5. The pump of claim 1, wherein pressure in the annular chambers increases in response to an increase in the support pressure.

6. The pump of claim 1, wherein the annular chambers are in fluid communication with each other.

7. The pump of claim 1, wherein reciprocation of the pistons transfers fluid back and forth between the annular chambers.

8. The pump of claim 1, wherein displacement of the pistons pumps a fluid test sample through a test manifold.

9. The pump of claim 1, further comprising at least one actuator which displaces the pistons.

10. A method of testing a fluid, the method comprising:

pressurizing the fluid in response to increasing a support pressure exposed to a first side of each of two pistons, thereby increasing pressure in two annular chambers exposed to respective second sides of the pistons; and

then displacing the pistons, thereby flowing the fluid through a test manifold assembly.

11. The method of claim 10, wherein the test manifold assembly comprises at least one fluid property sensor.

12. The method of claim 10, wherein displacing the pistons further comprises reciprocating the pistons, thereby flowing the fluid back and forth through the test manifold assembly.

13. The method of claim 10, wherein pressure in the annular chambers increases at a greater rate than the support pressure increases.

14. The method of claim 10, further comprising heating the fluid.
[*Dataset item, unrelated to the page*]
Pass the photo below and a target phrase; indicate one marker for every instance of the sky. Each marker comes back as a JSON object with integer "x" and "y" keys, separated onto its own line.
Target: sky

15. The method of claim 10, wherein pressurizing further comprises increasing a volume of a chamber positioned between the pistons.

16. The method of claim 10, wherein pressurizing further comprises reducing volumes of the annular chambers.

17. The method of claim 10, wherein the annular chambers are in fluid communication with each other during the displacing.

18. The method of claim 10, wherein displacing further comprises reciprocating the pistons, thereby transferring the fluid back and forth between the annular chambers.

19. The method of claim 10, wherein the fluid comprises a formation fluid sample.

20. A fluid test system, comprising:

a pump having a support pressure exposed to a first side of each of two pistons, and a second side of each of the pistons being exposed to a respective one of two annular chambers,

wherein pressure in the annular chambers increases in response to an increase in the support pressure, and

wherein each annular chamber is connected to at least one fluid property sensor.

21. The fluid test system of claim 20, wherein the pistons comprise opposing pistons, whereby the first sides of the pistons face each other.

22. The fluid test system of claim 20, wherein the support pressure is contained in a fluid chamber between the pistons.

23. The fluid test system of claim 20, wherein the sensor comprises at least one of the group comprising a viscosity sensor, a densitometer, an optical sensor, a pressure sensor, a temperature sensor, a flowmeter, and an acoustic sensor.

24. The fluid test system of claim 20, wherein a fluid test sample is contained in the annular chambers.

25. The fluid test system of claim 20, wherein a fluid test sample flows through a test manifold in response to a force being applied to at least one of the pistons.

26. The fluid test system of claim 20, wherein the annular chambers are in fluid communication with each other.

27. The fluid test system of claim 20, wherein reciprocation of the pistons pumps fluid back and forth between the annular chambers.

28. The fluid test system of claim 20, wherein displacement of the pistons pumps fluid through a test manifold.